Vuelve a estar frente a la puerta, ante lo que es evidentemente una puerta para ella y para nadie más que ella, aunque debe de ser visible para todo el mundo que se moleste en echarle un vistazo. Está cerrada, como siempre, pero la puerta de la garita está abierta y en su interior puede ver al guardián, al celador, ocupado como siempre con sus documentos, que el aire del ventilador levanta un poco de la mesa.

– Otro día caluroso -comenta ella.

– Miran… -murmura él sin dejar de trabajar.

– Cada vez que paso por aquí lo veo escribir -continúa ella, negándose a desistir-. Usted también es escritor en cierto sentido. ¿Qué escribe?

– Registros. Mantengo al día los registros.

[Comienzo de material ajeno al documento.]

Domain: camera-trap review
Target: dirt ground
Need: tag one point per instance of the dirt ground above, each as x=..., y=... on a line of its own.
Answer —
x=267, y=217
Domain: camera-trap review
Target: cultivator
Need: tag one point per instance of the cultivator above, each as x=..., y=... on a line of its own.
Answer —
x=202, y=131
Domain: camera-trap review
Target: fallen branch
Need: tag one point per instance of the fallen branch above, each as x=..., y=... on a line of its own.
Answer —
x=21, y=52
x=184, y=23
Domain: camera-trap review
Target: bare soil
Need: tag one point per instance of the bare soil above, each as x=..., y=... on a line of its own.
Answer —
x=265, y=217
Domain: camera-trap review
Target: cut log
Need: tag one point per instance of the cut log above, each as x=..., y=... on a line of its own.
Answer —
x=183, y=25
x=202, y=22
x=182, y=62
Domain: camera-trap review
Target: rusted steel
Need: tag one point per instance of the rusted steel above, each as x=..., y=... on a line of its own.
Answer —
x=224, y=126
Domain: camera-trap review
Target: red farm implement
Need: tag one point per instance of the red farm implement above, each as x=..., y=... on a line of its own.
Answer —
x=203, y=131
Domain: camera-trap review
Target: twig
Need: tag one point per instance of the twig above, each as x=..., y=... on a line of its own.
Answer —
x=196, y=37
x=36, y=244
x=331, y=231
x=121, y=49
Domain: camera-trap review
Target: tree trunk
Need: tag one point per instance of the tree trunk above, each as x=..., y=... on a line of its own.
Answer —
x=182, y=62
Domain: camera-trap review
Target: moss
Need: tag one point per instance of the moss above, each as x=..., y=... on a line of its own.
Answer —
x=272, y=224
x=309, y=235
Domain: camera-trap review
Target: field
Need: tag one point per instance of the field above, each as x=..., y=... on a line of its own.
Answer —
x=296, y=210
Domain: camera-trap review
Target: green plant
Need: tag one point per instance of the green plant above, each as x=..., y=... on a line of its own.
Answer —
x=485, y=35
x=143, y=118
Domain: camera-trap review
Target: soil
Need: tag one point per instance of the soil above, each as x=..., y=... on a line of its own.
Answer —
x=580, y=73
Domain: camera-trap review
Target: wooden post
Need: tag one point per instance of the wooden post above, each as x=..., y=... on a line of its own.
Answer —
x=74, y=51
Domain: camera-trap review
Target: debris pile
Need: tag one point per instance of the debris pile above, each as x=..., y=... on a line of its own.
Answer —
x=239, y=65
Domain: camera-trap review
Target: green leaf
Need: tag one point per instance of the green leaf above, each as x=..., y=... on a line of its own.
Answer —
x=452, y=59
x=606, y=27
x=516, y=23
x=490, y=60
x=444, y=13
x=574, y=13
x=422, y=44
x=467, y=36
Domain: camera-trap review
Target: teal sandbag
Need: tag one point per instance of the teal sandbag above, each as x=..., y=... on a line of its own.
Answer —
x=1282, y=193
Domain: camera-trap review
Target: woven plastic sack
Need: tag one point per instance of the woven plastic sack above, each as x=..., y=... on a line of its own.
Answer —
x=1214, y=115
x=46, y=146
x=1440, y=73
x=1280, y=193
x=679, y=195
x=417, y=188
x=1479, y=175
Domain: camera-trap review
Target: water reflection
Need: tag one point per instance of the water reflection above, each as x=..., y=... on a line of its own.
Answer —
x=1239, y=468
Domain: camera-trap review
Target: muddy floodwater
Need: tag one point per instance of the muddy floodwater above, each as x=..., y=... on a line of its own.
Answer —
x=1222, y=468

– Acabo de tener mi segunda audiencia.

– Eso está bien.

– He cantado para mis jueces. He sido el pájaro cantor de hoy. ¿Usa usted esa expresión, «pájaro cantor»?

Él niega con la cabeza con expresión distraída: no.

– Me temo que la canción no me ha salido bien.

– Mmm…

– Sé que usted no es juez -dice ella-. Sin embargo, a su juicio, ¿tengo posibilidades de pasar al otro lado? Y si no lo consigo, si no soy considerada apta para pasar, ¿me quedaré aquí para siempre, en este sitio?

Él se encoge de hombros:

– Todos tenemos una posibilidad.

No ha levantado la vista ni una sola vez. ¿Quiere eso decir algo? ¿Quiere decir que no tiene valor para mirarla a los ojos?

– Pero como escritora -insiste ella-, ¿qué posibilidades tengo como escritora, con los problemas especiales de una escritora y sus fidelidades especiales?

«Fidelidades.» Ahora que ha sacado el tema, reconoce que es la palabra sobre la que se articula todo.

Él se vuelve a encoger de hombros.

– ¿Quién lo sabe? -dice-. Es una cuestión para las juntas.

– Pero usted lleva los registros… Quién pasa y quién no. Usted debe de saberlo, en cierto sentido.

El no contesta.

– ¿Ve a mucha gente como yo, a gente en mi situación? -continúa ella en tono apremiante, ya fuera de control, notando que ha perdido el control y despreciándose a sí misma por ello. «En mi situación»: ¿qué quiere decir eso? ¿Cuál es su situación? ¿La situación de alguien que no conoce su propia mente?

Tiene una visión de la puerta, del otro lado de la puerta, el otro lado que se le niega. A los pies de la puerta, bloqueando el avance, hay tumbado un perro, un perro viejo, con el pelaje leonado plagado de cicatrices de innumerables golpes. Tiene los ojos cerrados, está descansando, echando una cabezada. Detrás de él no hay nada más que un desierto de arena y piedra, hasta el infinito. Es su primera visión en mucho tiempo y no confía en ella, no confía en concreto en el anagrama inglés GOD-DOG. «Demasiado literario», piensa de nuevo. ¡Maldita sea la literatura!

Está claro que el hombre sentado a la mesa se ha hartado de preguntas. Deja el bolígrafo, junta las manos y la mira a los ojos.

– Todo el tiempo -le dice-. Vemos gente como usted todo el tiempo.


En esos momentos incluso una criatura insignificante, un perro, una rata, un escarabajo, un manzano raquítico, un camino de carretas que sube una colina, una piedra cubierta de musgo, me importa más que una noche de éxtasis con la amante más hermosa y más entregada. Esas criaturas mudas y en algunos casos inanimadas se imprimen en mí con tanta plenitud, con un amor tan nítido, que no hay nada en mi embelesado campo visual que no tenga vida. Es como si todo, todo lo que existe y todo lo que puedo recordar, todo lo que toca mi pensamiento confuso, tuviera significado.